If we use ReLU in all the hidden layers and sigmoid for the output layer, wouldn’t that be almost like using a normal sigmoid activation function without ANN?

I understood how Linear Activation function in the hidden layers with sigmoid in the output layer would make using an ANN pointless and not to mention waste of resources as mentioned by Prof. Ng.

Wouldn’t replacing Linear activation function with ReLU have the same effect as the former (at least in some cases) ?

Thanks for the response in advance! :slightly_smiling_face:

@bharathithal, welcome to the community.

The key characteristic of a neural network hidden layer is that it must have a non-linear activation function.

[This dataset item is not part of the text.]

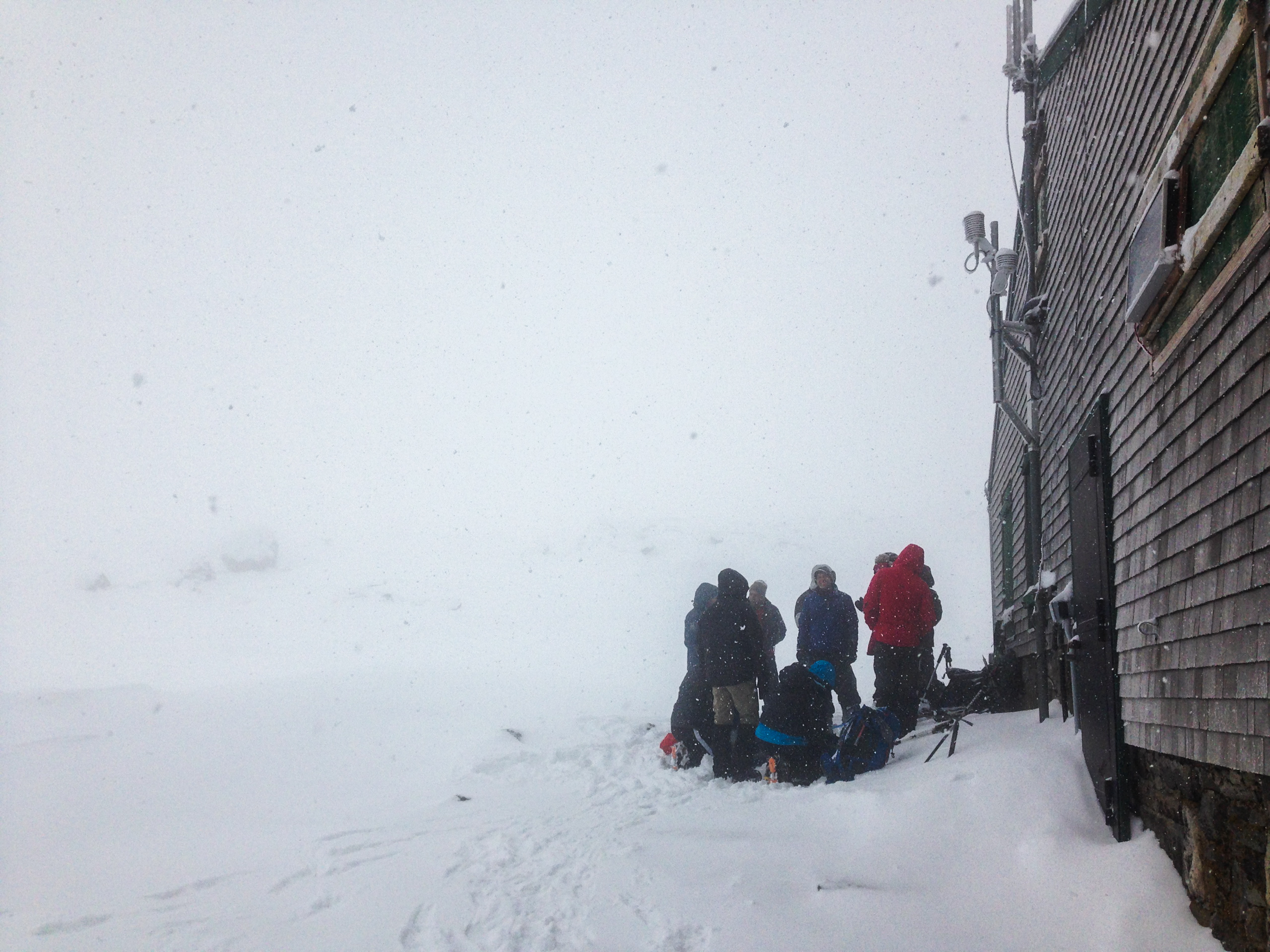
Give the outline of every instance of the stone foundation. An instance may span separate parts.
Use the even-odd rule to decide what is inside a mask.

An advantage of ReLU is that it is extremely easy to compute compared to the sigmoid.

A disadvantage is that the output is zero for all negative inputs - so nothing is learned from the magnitude of a negative value.

1 Like

Hello @bharathithal

I believe this confusion stems from the thought that the ReLU is a Linear Function - But that is only one half of the story.

The ReLU is Linear in the range [0, \infty] and non-linear in the range [-\infty, + \infty]. While we generally focus only on the [0, \infty] range, the “0” output in the [-\infty, 0] range is just as important, as it silently helps to control the location of the inflection points that are so crucial for the Neural Network to model just about any output function.

1 Like

That clears my doubt! In fact, I had that doubt because I assumed that ReLU is linear function and neglected to consider the range. The lab session that week cleared my doubt as well where there’s a beautiful explanation with graph that kinda gives the intuition as to why ReLU is non-linear.

Thanks for clearing that up! :slight_smile:

You are most welcome @bharathithal :blush:

1 Like